Some serious budget cutting over the past couple of years is starting to pay off for Proviso Township High School District 209. It cut an operating deficit that had ballooned to $14 million in 2007 down to $981,000 in 2009 and now the Illinois State Board of Education (ISBE) has recognized its efforts and has removed District 209 from its financial watch list.
Every year the ISBE examines the financial numbers of every school district in Illinois. It crunches the numbers, applies a formula, comes up with a score and a financial rating. The ISBE has four ratings for financial strength: recognition is the highest, then comes review, followed by early warning and, worst of all, watch. After examining Proviso’s 2009 numbers the state bumped District 209 up to the review category from the watch list.
“It is good news, it shows progress toward getting control of their finances” said Jim Popernik, the chairman of the state financial oversight panel that was created in December 2008 to oversee the district’s finances. Proviso is just one of three school districts in the state that is overseen by a financial oversight panel.
Proviso is in some ways ahead of other school districts because they have been cutting spending for awhile now.
“Proviso has been making cuts for the last few years so they’re not in as bad a shape as a lot of other people,” Popernik said.
In 2008 District’s 209 operating deficit was still $7 million. But the district instituted a variety of cuts. It eliminated 15 central office positions including two assistant principals, 11directors, one assistant director and one manager as well as eliminating 13 secretarial or other office support positions according to TaQuoya Kennedy, a spokeswoman for the district.
The district eliminated 37 other support positions and cut 15 operations and management positions. Among the positions eliminated were 10 part time teachers’ aides, five 12-month secretaries, seven full time security workers and two teen pregnancy counselors.
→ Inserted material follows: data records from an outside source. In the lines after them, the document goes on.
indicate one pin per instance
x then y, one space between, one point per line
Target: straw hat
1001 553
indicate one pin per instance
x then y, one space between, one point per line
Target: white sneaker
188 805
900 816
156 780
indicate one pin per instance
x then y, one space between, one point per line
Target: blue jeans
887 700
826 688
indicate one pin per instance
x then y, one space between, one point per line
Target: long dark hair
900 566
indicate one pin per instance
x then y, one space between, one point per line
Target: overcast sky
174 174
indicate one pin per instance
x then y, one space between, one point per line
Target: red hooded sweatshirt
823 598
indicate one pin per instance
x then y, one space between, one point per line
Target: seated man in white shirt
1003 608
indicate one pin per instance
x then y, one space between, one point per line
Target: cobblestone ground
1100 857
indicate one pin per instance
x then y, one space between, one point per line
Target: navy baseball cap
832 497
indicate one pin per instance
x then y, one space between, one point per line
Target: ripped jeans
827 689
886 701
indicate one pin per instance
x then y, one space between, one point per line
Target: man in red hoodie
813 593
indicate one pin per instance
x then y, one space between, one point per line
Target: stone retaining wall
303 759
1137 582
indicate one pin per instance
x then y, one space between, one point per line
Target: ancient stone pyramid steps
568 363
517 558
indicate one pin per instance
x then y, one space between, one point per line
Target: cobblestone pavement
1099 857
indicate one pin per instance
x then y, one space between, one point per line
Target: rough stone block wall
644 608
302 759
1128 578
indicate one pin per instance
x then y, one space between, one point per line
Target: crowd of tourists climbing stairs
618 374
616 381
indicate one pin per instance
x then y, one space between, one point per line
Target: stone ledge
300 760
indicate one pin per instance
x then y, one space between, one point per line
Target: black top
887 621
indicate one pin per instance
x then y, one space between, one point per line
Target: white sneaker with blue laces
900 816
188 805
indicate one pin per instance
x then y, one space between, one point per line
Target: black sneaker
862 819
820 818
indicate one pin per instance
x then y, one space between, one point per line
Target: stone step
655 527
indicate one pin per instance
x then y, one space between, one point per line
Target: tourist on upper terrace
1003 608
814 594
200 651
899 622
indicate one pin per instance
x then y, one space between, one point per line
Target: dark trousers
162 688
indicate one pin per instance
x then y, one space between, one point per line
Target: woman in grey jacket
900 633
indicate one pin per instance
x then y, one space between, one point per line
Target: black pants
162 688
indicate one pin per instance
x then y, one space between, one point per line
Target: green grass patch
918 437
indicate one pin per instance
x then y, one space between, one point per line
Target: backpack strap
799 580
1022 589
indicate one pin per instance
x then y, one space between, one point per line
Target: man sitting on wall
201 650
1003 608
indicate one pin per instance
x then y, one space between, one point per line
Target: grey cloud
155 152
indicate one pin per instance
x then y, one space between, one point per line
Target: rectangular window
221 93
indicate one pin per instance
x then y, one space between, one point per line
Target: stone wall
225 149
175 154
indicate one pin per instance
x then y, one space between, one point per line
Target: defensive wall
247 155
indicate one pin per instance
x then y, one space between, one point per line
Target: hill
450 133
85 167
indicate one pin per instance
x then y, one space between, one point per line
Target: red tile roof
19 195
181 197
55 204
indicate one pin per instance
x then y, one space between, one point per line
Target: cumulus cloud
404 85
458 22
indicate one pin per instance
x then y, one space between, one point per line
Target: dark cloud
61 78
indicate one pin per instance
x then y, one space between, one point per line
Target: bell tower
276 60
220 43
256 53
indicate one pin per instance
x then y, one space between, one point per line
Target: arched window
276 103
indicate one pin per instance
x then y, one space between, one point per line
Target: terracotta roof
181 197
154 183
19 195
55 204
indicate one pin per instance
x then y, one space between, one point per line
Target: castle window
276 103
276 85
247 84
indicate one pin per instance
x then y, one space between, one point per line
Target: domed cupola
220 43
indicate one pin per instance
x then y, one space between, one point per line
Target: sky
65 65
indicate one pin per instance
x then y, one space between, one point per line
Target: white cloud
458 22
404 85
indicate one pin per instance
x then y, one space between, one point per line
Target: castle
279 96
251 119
It eliminated alternative programs for 18 and 19 year old students closed the district print shop, reduced overtime and eliminated some software contracts, reduced the food budget and made a host of other cuts, including elimination of almost $500,000 in service contracts.
“The district has greatly improved its finances and is no longer on financial watch,” said Deb Vespa the ISBE Division Administrator who is working with District 209.
However the district will still be under state supervision for at least two more years and is not out of the financial woods yet.
“We’re still monitoring the school district,” Vespa said. “We need to continue to work on that deficit spending so they don’t erode those fund balances in the future. The financial oversight panel will be there until they can obtain balanced budgets.”
The district must continue to cut spending because it has exhausted its legal borrowing capacity Popernik said.
“They are in a condition where they can’t borrow money so that they have to have a balanced budget,” Popernik said. “They’re tapped out for another 20 to 25 years in terms of being able to borrow.”
The district faces tough times next year because of anticipated reductions in state aid and it recently announced that it was laying off 58 teachers. Still the ratings jump was good news for a district that has struggled with poor academic performance as well as financial issues for years.
“This took strong leadership from our board of education and it took collaboration from all our stakeholders,” said District 209 school board president Chris Welch. “So this is a cause for celebration.”